Nothing. He couldn't say anything. He couldn't do anything. He was frozen, just the same as his brother, only he had to keep an image that his brother didn't.

Where his brother was weak, in image and politics, he was strong. He had to be strong. He had to do something.

So he walked forward. If there was one thing he could do right now it was put one foot in front of the other. So that is what he did until he found himself in front of Sherlock. He kneeled down in front of his younger brother, almost shoulder to shoulder with John, put a hand on Sherlock's shoulder and opened his mouth to speak but did not know what to say.

There was nothing to say.

So he did the only thing he could think of. He pulled his brother into a hug and for once, Sherlock did not protest nor try to pull away.

"We will find out who did this," he heard himself say, though it did not sound like his own voice, "together."

"But right now," he continued, "John is going to take you to my car. I will stay here and examine the scene, but you, I think you should go."

"This is a nightmare," Sherlock whispered and Mycroft felt his heart crack just a little bit.

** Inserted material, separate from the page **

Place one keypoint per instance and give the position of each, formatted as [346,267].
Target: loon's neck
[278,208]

How he wished it was just another one of Sherlock's nightmares.

"I'm sorry Sherlock," he heard himself say, though his voice didn't sound quite like his own, "but not this time."

The strangled sob that escaped from his brother nearly broke his own facade. He had to be strong though, for the both of them, and he focused on that more than anything.

Suddenly Sherlock pulled away from his grasp and he watched as his brother pulled his knees in tighter to himself and pressed his hands against his ears as if to block out the voices with his owns hands.

Voices that Mycroft knew were in Sjerlock's own head. Voices that he knew, and that Sherlock knew, could not be silenced with hands. Sherlock was panicking. Sherlock was in shock.

What was Mycroft to do about that? He was all but sure he was in shock himself. He simply did not have the luxury of Sherlock to let his shock show. After all it was not just Sherlock's mother that laid dead before them.

It was their mother.

His mother.

It. Wasn't. A. Nightmare.

It was their nightmare now though. They were living it. And he would be dammed if they didn't find their way out of it together.

After all, Sherlock had come to far too fall now. He was there to help him, if Sherlock would let him. And, more importantly, John was there to help him now too, and surely Sherlock would let John help.

Right?

Mycroft could only dream that to be true. In the end, dreaming John could help was better than living in the nightmare that Sherlock and him were now in.